Nevertheless, the 1990 World Summit for Children at the United Nations and the Convention on the Rights of the Child have helped consolidate the presence of children and young people in political and social debate in international bodies and dozens of countries around the world. For decades to come, the Convention will be an essential framework for national and international action for children.
Let me end with a prayer:
0 GOD OF ALL CHILDREN O God of the children of Somalia, Sarajevo, South Africa, and South Carolina, Of Albania, Alabama, Bosnia, and Boston, Of Cracow and Cairo, Chicago and Croatia Help us to love and respect and protect them all.

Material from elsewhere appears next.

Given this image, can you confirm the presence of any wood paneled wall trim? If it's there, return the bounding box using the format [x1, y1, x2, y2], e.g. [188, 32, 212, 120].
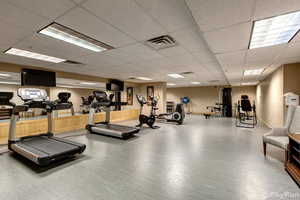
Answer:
[0, 109, 139, 144]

O God of black and brown and white and Albino children and those all mixed together, Of children who are rich and poor and in between, Of children who speak English and Russian and Hmong and Spanish and languages our ears cannot discern, Help us to love and respect and protect them all. O God of the child prodigy and child prostitute, of the child of rapture and the child of rape. Of run or thrown away children who struggle every day without parent or place or friend or future, Help us to love and respect and protect them all. O God of the children who can walk and talk and hear and see and sing and dance and jump and play and of children who wish they could but they can't Of children who are loved and unloved, wanted and unwanted, Help us to love and respect and protect them all. O God of beggar, beaten, abused, neglected, homeless, AIDS, drug, and hunger-ravaged children, Of children who are emotionally and physically and mentally fragile, and of children who rebel and ridicule, torment and taunt, Help us to love and respect and protect them all. O God of children of destiny and of despair, of war and of peace, Of disfigured, diseased, and dying children, Of children without hope and of children with hope to spare and to share, Help us to love and respect and protect them all.